Wildfires have become an increasingly urgent concern for communities across western North America. The devastating impact of these fires on both human settlements and ecosystems has led to a surge of questions about their causes, prevention, and the role of climate change. As experts point to the growing influence of climate change and altered land management practices, it’s crucial for us to understand the history of wildfires and their ecological significance. By learning from the past, we can make informed choices to create more resilient communities and safeguard our natural landscapes for future generations.
The severity of wildfires in western North America has reached alarming levels, prompting widespread worry and a search for answers. With experts pinpointing climate change as the primary driver, it’s clear that the collective actions of society must adapt to mitigate the risks associated with these destructive events.
Climate change stands as the number one reason behind the escalating wildfires in western North America. The summer wildfire season now extends 40-80 days longer on average than it did three decades ago. The changing climate has led to more pronounced droughts, facilitating the drying out of fuels and providing the perfect conditions for fires to ignite and spread. Additionally, extreme weather events like lightning storms and strong winds further amplify the risks and impact of wildfires.
Historically, Indigenous burning practices played a vital role in shaping the landscapes of western North America. Frequent or periodic fires, ignited through cultural burning, created patchworks of grasslands, shrublands, and regenerating forests. These practices enhanced cultural resources, wildlife habitat, and reduced the amount of fuel available to drive severe natural wildfires. With the forced removal of indigenous peoples from their land during the colonization of North America, so too were the benefits of the health of the lands that were under the care of native peoples.
The response to the “Big Blowup” of 1910 triggered a shift towards aggressive fire suppression policies. However, this approach led to the accumulation of fuels in forests, creating a hazardous environment. While efforts to prevent fires in the short term seemed logical, they contributed to the wildland fire paradox—increased suppression resulting in worse wildfires when they do occur.
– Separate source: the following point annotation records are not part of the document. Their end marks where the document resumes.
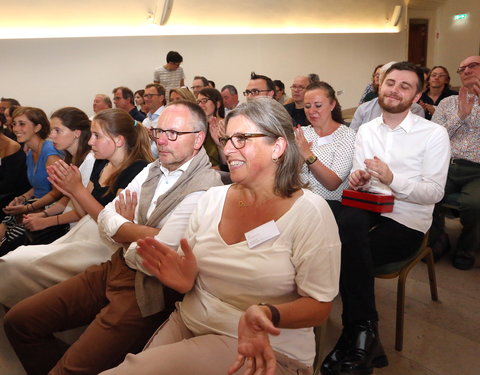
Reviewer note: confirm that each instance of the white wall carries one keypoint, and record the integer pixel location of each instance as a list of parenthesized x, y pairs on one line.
[(431, 16), (456, 40), (51, 73)]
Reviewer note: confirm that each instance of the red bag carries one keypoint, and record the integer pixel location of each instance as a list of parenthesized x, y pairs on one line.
[(368, 201)]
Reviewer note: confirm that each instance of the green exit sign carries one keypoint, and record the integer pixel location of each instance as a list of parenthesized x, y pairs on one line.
[(458, 17)]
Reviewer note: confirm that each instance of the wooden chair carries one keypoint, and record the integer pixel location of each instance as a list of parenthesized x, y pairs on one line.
[(401, 270), (319, 345)]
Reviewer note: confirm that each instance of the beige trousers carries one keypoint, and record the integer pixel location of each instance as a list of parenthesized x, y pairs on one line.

A solution to the wildfire crisis lies in the restoration of controlled burns, also known as prescribed burns. Indigenous cultural burning and planned, controlled fires during off-seasons can reduce the buildup of fuels and prevent the uncontrollable spread of wildfires. Unfortunately, due to misconceptions and economic concerns, controlled burns have been limited in recent times, contributing to the worsening wildfire problem.
The consequences of wildfires extend beyond scorched land; they significantly affect air quality and public health. Wildfires emit substantial amounts of smoke and particulate matter, causing respiratory problems, reduced lung function, and even premature death. Prescribed burns, while producing smoke as well, can result in more manageable public health impacts when compared to large-scale, uncontrolled wildfires. One of the major reasons we do not have prescribed burns anymore is due to air quality laws that have been passed due to the smoke they produce.
Addressing the wildfire crisis requires collective action. Individuals can support relief efforts by donating, volunteering, and raising awareness about the need for sustainable land management practices. Additionally, communities must work together to develop fire-adapted strategies that include controlled burns, thinning dense forests, and managing wildfires to restore healthy ecosystem patterns.
The sad truth about wildfires is that they are a product of both natural forces and human choices. By acknowledging the historical importance of Indigenous burning practices and understanding the ecological benefits of controlled burns, we can pave the way for a safer, more resilient future. We are not separate from nature, we need to learn from Indigenous wisdom of the reciprocal nature of our relationship to the planet. Climate change’s impact on the wildfire crisis demands swift action and a paradigm shift towards sustainable land management practices. As we commemorate milestones like the Weeks Act, which marked a crucial turning point in forest conservation, we are reminded that our relationship with fire can be both destructive and regenerative. To protect our communities, ecosystems, and shared future, it’s imperative that we learn from the past and make informed choices that will shape a better tomorrow.